I feel like, for women, it's so much more about the "show" we have to put on. We're the ones painting up our faces, hoisting up our tits, binding our bellies, and hiking up our asses with high heels. What do guys do? Take a shower? Yes, I know some of them worry about what to wear and feel the pressure of how their car and wallet are going to be criticized. But is that really equatable to the hair removal, exercising, and bunions we must endure? Guys will tell you that they don't even LIKE all that presentation bull shit. They love a girl who's comfortable in no makeup, jeans and t-shirt. But what guys don't understand is that even that "natural" look comes out of 15 different cosmetic bottles, a drawer full of designer jeans, and a hundred dollar t-shirt.
Men are always saying that a woman can get laid any day of the week, without even trying. But that's total bull. Anyone can get laid any day of the week, just depends on how low you're willing to stoop. I'm not denying the power that some woman have. Beautiful women will always be powerful. Just as rich men will. And women can be very powerful after they've captured a man's heart--but only after. Until a man has surrendered his love and affection to a person, he's the one who gets to decide. Ugly men with great senses of humor can get gorgeous, smart, intelligent women. Fat, sloppy, arrogant men with money can get gorgeous, smart, intelligent (if not somewhat ruthless) women. The biggest trend in Hollywood right now is the fat, homely, Jewish guy get's the 10 point babe by being a "nice, good hearted, funny guy". Chics can get laid any day of the week...well that's why prostitution is the oldest profession in history.
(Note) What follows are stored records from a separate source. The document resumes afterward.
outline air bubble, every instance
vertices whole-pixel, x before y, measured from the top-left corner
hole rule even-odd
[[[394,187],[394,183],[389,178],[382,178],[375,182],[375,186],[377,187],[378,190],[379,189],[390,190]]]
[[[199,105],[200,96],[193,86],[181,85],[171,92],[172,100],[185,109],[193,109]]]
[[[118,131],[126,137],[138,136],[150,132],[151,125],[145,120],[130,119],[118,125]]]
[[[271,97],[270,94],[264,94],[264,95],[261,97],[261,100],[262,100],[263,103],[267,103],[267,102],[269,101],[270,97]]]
Of course I'm speaking in generalities, stereotypes, and whatnot--but there's a reason why stereotypes are formed. There are exceptions to everything, ours is a world not etched in black and white. Paul Newman and Joan Woodward were a prime example. But they certainly don't make men like Paul Newman anymore. Maybe women are doomed to settle so that men can be satisfied thinking they've stolen a jewel from another man's crown.
Or maybe you just fall in love with someone and the world melts away around you. One woman's stalker is another woman's Romeo.